Wenda put down her glasses and turned an amused face to him.
“Why shouldn’t he? He’s terribly rich.”
“I wonder if he is?”
It was the first doubt she had ever heard expressed concerning Garry’s prosperity, and her eyes opened a little wider.
“Of course he is! He’s probably enormously rich. Why don’t you bet, Henry? It would be very human of you.”
Henry Lascarne smiled.
“Racing is a fool’s game, and only blind idiots engage in it,” he said.
He had all the assurance of twenty-four.
“I’ve seen more fellows ruined on the turf than—than——”
“On the Stock Exchange.”
It was Molly who spoke.
He did not like Molly, being well aware that his dislike was reciprocated; and he was all the more irritated because that reference to the Stock Exchange had struck home. There had been a big Wall Street slump, and Henry Lascarne’s securities had depreciated in value by over a hundred thousand pounds. It was true that he could bear the loss, for old Lascarne had left his son the greater part of two millions, even after the death duties had been paid. But he hated losing money.
“If I may be allowed to say so——”
“Which you are,” said Molly calmly.
“—it is absurd to compare legitimate investment——”
“They’re off!”
Henry Lascarne was annoyed. Things were always happening on a racecourse which interrupted him in his more profound and imposing moments.

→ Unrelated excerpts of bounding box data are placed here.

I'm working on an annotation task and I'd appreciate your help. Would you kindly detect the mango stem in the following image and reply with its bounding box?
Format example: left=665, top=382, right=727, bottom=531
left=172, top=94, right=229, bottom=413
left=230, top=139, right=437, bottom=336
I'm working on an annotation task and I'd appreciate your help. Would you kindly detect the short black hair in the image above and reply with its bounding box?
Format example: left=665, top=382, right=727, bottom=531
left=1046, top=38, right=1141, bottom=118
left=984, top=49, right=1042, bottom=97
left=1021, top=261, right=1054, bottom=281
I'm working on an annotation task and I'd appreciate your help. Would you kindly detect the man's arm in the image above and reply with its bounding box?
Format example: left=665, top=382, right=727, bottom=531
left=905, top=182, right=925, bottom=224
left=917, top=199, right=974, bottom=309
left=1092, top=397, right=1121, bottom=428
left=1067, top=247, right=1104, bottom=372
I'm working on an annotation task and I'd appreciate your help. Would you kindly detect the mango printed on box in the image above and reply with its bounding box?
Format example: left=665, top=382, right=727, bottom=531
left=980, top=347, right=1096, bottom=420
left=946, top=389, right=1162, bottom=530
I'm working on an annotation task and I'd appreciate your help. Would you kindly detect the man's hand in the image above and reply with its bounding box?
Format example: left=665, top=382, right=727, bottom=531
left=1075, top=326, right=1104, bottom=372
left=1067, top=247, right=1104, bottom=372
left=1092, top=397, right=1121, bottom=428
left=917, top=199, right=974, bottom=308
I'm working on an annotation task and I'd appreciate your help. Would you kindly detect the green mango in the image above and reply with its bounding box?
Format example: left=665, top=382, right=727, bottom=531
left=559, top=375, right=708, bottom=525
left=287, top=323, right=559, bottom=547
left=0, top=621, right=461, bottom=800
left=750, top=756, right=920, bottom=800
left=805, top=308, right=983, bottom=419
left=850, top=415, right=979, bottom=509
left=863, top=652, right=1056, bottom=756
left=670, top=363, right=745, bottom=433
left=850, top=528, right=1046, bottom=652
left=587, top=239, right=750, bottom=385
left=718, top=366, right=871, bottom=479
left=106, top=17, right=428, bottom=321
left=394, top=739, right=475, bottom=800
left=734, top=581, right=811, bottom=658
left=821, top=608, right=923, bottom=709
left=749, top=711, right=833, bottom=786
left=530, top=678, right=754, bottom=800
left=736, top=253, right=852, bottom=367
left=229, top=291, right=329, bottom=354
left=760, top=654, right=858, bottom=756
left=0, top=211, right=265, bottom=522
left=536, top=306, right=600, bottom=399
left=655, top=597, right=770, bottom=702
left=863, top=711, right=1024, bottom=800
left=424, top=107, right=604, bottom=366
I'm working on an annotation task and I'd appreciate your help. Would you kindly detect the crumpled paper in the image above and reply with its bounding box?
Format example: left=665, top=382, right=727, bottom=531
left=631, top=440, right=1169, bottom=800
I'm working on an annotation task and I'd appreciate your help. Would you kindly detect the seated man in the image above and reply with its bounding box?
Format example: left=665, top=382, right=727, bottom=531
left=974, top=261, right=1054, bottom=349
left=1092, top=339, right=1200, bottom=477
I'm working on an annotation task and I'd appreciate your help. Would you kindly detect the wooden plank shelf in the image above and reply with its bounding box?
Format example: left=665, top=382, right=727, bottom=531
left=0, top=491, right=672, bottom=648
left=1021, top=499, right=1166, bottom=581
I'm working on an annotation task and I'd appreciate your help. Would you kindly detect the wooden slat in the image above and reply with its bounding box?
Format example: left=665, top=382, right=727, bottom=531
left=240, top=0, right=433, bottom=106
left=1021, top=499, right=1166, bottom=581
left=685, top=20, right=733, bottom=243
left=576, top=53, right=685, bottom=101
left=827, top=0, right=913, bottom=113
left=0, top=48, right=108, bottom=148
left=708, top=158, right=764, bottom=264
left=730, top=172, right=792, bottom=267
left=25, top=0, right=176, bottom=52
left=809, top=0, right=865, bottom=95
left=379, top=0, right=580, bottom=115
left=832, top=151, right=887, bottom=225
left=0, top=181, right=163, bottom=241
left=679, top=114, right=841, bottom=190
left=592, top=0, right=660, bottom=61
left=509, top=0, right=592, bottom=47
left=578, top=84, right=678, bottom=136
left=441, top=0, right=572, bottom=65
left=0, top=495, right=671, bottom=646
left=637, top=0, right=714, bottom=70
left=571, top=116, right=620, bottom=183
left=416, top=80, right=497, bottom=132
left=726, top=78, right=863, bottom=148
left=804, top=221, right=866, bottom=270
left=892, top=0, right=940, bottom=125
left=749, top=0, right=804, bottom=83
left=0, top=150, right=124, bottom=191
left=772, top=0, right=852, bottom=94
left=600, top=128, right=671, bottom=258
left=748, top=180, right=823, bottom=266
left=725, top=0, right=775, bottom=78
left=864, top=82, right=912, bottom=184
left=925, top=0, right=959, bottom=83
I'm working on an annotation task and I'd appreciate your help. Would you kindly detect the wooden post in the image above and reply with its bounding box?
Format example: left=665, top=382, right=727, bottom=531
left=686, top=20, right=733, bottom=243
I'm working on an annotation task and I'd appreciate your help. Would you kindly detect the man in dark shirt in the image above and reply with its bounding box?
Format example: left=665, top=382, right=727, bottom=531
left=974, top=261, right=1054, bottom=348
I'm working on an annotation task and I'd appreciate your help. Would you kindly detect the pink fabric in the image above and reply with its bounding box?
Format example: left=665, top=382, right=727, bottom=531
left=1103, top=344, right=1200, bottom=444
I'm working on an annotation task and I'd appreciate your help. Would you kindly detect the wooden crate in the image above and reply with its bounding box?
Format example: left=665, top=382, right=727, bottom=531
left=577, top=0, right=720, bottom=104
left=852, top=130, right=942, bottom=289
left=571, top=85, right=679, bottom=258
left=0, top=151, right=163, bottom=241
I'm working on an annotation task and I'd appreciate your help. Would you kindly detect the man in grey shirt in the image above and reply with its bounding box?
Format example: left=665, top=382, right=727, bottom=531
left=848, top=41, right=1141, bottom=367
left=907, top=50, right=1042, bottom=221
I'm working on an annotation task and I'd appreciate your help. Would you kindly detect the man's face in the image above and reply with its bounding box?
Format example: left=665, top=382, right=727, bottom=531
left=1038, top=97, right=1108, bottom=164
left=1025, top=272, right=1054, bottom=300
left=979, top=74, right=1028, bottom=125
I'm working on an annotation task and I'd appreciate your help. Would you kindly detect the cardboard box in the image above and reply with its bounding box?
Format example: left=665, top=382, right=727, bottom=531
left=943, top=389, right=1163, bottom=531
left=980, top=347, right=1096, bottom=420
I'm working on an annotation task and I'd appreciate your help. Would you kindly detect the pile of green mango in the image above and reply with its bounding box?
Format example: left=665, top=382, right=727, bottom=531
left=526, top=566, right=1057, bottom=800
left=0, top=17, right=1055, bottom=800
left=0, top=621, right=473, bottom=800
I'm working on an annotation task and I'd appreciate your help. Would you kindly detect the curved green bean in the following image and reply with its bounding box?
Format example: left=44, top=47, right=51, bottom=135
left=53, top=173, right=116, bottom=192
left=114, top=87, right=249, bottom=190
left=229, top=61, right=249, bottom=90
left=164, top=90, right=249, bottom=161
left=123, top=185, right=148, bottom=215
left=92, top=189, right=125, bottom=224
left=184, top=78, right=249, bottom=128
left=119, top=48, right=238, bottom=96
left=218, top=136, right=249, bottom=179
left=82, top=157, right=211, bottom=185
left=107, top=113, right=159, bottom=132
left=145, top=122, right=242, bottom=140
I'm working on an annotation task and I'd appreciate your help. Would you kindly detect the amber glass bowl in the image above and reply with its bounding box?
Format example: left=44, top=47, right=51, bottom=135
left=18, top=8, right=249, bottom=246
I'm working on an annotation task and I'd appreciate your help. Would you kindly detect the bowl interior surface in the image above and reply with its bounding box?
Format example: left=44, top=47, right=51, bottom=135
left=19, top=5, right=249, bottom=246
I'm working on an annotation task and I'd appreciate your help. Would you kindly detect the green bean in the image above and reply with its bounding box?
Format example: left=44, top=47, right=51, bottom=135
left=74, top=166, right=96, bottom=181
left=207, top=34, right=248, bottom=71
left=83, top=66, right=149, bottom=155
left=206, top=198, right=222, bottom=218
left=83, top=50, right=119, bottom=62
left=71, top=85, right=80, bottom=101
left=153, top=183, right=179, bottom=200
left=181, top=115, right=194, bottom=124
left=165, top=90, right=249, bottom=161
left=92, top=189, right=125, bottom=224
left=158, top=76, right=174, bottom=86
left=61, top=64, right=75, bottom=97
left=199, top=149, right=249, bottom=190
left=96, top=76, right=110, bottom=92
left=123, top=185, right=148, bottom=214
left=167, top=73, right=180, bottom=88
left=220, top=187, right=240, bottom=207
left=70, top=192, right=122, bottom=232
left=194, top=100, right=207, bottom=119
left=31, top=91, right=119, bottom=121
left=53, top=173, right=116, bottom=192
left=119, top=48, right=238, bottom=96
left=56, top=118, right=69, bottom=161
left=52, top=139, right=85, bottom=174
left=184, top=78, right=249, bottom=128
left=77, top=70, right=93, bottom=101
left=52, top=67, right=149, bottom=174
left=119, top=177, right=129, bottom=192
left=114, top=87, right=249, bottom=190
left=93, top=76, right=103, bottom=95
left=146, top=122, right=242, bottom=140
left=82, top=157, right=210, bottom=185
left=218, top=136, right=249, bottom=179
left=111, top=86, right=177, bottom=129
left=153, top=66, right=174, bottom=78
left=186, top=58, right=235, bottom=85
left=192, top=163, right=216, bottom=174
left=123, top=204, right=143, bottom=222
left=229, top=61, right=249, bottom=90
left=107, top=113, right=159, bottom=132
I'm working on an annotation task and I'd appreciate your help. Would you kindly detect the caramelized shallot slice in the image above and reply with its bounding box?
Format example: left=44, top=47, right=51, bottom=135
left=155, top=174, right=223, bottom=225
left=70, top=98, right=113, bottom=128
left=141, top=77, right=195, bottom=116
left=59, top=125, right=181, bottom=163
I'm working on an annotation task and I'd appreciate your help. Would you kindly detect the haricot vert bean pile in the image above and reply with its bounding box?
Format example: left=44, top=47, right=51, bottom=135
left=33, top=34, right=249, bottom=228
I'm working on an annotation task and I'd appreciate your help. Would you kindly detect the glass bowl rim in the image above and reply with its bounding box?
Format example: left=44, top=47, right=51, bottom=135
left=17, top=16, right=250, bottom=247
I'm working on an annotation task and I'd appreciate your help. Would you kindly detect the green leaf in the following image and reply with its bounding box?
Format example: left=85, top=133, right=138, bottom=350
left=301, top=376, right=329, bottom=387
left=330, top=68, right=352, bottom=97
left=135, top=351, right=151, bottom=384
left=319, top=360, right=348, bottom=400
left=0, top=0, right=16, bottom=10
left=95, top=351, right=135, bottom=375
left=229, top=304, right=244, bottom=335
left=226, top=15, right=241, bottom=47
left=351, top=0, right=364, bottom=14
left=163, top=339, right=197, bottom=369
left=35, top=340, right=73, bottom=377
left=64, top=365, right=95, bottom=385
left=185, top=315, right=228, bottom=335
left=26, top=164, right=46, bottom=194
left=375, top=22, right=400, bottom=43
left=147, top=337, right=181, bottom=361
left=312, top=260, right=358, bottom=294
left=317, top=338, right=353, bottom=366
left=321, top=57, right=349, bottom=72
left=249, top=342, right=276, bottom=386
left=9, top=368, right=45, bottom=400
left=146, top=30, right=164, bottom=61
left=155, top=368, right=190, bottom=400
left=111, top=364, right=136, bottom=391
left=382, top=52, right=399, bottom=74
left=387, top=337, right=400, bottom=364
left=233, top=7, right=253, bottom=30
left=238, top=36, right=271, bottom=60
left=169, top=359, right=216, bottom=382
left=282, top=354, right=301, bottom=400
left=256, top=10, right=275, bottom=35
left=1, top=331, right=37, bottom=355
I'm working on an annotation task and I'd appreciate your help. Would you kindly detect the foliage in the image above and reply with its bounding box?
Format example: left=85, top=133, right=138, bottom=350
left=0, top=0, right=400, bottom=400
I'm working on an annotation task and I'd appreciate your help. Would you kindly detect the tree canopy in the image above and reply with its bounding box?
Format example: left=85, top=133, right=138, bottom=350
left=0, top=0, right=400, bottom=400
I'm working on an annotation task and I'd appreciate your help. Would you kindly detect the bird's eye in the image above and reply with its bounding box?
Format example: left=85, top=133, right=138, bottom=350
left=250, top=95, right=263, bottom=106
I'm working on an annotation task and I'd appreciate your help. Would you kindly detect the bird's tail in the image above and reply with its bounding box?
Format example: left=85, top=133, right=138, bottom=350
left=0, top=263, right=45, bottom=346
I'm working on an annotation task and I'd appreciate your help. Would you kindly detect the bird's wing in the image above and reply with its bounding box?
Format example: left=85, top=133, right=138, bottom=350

He took his glasses from their case and focused them reluctantly upon the field. The horses were moving swiftly along the back stretch, a compact bunch of vari-coloured jackets. He could not distinguish Garry’s colours, and had only the dimmest idea of what they were, although he had had them described to him a dozen times.
“Which is Garry’s horse? I can’t see it.”
Wenda’s voice was impatient, trembled a little; the hands that held the glasses were trembling. Her failure to pick out any horse was understandable.
Molly was not using glasses. Her keen, grey eyes had found the claret and white hoops as soon as the field had settled down.
“He’s on the rails, about third, I think,” she said.
“And he’ll finish first.”
She turned quickly: Garry had come down from the stand and was behind her.
“Will he, Garry—will he?” asked Wenda eagerly.
Again her shaking hands went up, and again she failed to control her race-glasses.
“He’s won it there,” said Garry. “The only danger is Ediphos, but I don’t think——”
He was suddenly silent, nor was his voice raised in the roar which greeted Rataplan as it cantered past the post two lengths ahead of its nearest opponent.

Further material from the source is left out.